Dr Carol Couch, CSIRO Water for a Healthy Country Flagship Director
In a collaborative four-year project, scientists from CSIRO’s Water for a Healthy Country Flagship will provide technical assistance to the International Centre for Integrated Mountain Development’s (ICIMOD) Koshi Basin Programme. CSIRO scientists will develop an integrated basin-wide modelling system to improve management of the Koshi River Basin. This system will incorporate information on water availability, freshwater environments and the ecosystem services they provide and social considerations such as the effect of changes in water availability on livelihoods. The system will contribute to development in the Koshi Basin in a socially and environmentally sustainable manner and support national and transboundary water reforms.
“Australia has a long history of managing a scarce and variable water resource, and sharing this resource amongst competing users,” said CSIRO’s Water for a Healthy Country Flagship Director, Dr Carol Couch. “There is much the Australian water experience will bring to this project to help improve sustainable development and climate resilience, reduce water stress, and inform water-related decision making and transboundary issues. We will draw on the suite of large river basin assessments undertaken across Australia in recent years, such as the Murray-Darling Basin Sustainable Yields assessment.
“Research will be undertaken as a partnership between Australian organisations and ICIMOD researchers, based in Nepal. We will also be learning from ICIMOD, particularly in relation to sediment movement, snow melt and glacial processes,” said Dr Couch.
“At ICIMOD, we have taken a long-term, transboundary approach to support river basin management. This includes testing, piloting, and monitoring the innovations needed to address common issues related to climate change, cryosphere, water resources management and livelihood promotion,” said Dr David Molden, Director General of ICIMOD.
“The Koshi Basin Programme will provide a platform for national and international researchers and decision makers to come together to promote transboundary cooperation and integrated water resource management practices and policies. This will also include the development of measures for risk management as well as equitable access to water for energy and food security,” said Dr Molden.

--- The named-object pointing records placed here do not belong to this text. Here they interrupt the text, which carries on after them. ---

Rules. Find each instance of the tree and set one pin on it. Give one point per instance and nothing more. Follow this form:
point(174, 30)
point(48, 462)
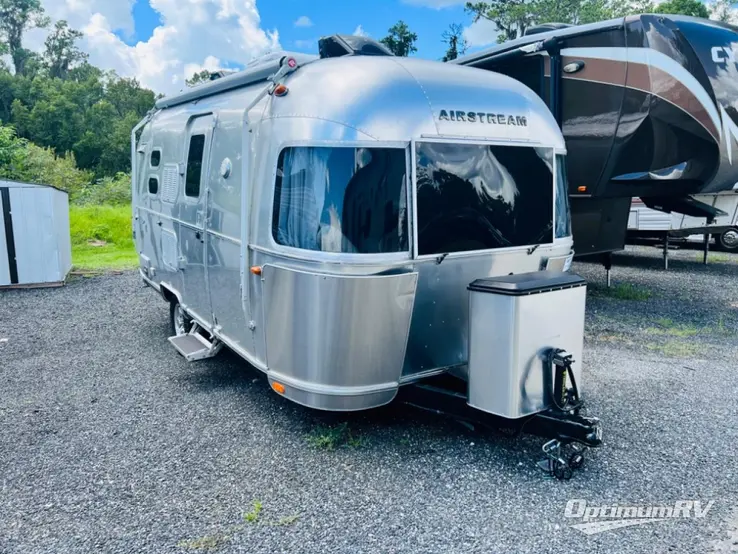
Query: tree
point(400, 40)
point(198, 78)
point(511, 17)
point(722, 10)
point(16, 17)
point(61, 52)
point(457, 44)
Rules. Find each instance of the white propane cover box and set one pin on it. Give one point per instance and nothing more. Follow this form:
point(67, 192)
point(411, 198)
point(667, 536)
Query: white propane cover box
point(514, 322)
point(35, 245)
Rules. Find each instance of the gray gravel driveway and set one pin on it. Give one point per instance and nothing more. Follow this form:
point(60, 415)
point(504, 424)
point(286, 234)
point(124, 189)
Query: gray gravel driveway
point(111, 442)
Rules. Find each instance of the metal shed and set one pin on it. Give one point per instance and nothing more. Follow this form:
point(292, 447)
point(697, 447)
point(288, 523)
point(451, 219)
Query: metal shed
point(35, 245)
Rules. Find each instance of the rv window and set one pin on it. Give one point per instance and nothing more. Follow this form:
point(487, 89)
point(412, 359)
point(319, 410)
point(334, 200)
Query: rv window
point(349, 200)
point(563, 215)
point(194, 165)
point(477, 197)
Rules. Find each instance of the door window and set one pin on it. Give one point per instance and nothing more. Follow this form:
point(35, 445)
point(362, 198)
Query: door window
point(350, 200)
point(194, 166)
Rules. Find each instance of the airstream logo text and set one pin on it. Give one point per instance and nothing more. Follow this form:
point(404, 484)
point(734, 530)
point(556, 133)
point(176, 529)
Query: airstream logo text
point(483, 117)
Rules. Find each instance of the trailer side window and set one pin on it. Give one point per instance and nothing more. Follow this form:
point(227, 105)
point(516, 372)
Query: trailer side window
point(194, 165)
point(480, 197)
point(350, 200)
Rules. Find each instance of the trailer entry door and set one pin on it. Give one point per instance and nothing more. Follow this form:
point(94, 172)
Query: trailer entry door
point(193, 199)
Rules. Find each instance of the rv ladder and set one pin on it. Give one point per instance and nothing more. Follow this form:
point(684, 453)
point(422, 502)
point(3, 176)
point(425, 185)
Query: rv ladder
point(194, 346)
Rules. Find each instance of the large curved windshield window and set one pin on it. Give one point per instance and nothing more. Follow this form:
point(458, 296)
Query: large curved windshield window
point(479, 197)
point(563, 215)
point(350, 200)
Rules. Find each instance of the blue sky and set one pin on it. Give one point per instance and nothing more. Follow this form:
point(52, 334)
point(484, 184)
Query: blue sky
point(164, 42)
point(301, 22)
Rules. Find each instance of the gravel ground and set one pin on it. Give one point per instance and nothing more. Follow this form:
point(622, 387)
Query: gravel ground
point(111, 442)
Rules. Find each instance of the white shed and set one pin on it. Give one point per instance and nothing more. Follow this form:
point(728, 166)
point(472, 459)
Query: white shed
point(35, 246)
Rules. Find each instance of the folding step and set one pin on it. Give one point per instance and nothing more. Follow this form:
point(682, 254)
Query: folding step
point(193, 346)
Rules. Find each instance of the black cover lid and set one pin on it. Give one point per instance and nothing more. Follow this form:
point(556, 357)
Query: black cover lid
point(528, 283)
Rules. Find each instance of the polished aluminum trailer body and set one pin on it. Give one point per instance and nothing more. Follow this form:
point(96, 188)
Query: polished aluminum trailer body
point(335, 329)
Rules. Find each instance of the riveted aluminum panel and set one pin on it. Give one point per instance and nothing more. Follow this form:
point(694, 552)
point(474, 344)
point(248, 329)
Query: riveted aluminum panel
point(337, 335)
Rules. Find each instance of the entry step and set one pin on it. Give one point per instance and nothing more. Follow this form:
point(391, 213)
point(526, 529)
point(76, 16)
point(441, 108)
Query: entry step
point(194, 346)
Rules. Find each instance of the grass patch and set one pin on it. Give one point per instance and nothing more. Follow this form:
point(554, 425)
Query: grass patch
point(205, 544)
point(102, 238)
point(676, 349)
point(667, 327)
point(253, 515)
point(622, 291)
point(714, 257)
point(330, 438)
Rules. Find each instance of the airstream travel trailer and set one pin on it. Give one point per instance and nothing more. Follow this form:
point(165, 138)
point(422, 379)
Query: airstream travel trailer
point(647, 105)
point(355, 223)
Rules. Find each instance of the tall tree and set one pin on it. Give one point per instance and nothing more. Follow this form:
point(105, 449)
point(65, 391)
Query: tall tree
point(61, 52)
point(197, 78)
point(457, 44)
point(722, 10)
point(511, 17)
point(16, 17)
point(400, 40)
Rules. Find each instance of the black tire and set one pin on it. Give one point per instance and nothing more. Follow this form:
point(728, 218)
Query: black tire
point(576, 460)
point(728, 240)
point(173, 315)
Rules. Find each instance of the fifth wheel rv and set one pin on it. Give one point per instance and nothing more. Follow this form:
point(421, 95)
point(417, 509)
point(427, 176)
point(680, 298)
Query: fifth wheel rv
point(647, 105)
point(339, 224)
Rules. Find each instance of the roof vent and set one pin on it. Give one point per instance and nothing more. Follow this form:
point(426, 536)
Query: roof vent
point(336, 46)
point(545, 28)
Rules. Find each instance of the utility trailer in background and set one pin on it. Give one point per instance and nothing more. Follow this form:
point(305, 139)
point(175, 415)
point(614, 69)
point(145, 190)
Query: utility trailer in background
point(648, 223)
point(35, 245)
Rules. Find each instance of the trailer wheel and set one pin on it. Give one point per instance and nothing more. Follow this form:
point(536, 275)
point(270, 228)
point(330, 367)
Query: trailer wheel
point(179, 322)
point(728, 240)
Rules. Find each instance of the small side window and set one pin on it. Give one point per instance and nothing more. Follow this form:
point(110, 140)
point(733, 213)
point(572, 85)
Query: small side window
point(194, 166)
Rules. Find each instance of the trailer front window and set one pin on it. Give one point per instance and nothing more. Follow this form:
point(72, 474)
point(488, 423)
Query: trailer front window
point(481, 197)
point(350, 200)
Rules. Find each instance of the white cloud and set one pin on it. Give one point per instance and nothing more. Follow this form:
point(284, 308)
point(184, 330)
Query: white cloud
point(481, 33)
point(304, 21)
point(306, 44)
point(195, 34)
point(435, 4)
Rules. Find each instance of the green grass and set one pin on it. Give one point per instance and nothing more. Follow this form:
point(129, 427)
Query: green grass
point(622, 291)
point(109, 226)
point(330, 438)
point(253, 515)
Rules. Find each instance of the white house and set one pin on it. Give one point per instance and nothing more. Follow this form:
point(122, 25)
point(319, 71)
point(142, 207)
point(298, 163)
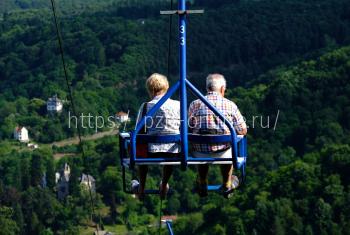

Work undertaken by CSIRO this year will consist of a review and analysis of the existing knowledge base, capacity building and the development of a prototype model for the Koshi River Basin that incorporates information on water, climate, hydropower, freshwater environments, irrigation and social issues including poverty alleviation. The knowledge gained from this project will culminate in the development of a robust integrated basin-wide modelling framework, using eWater’s hydrological modelling platform, Source.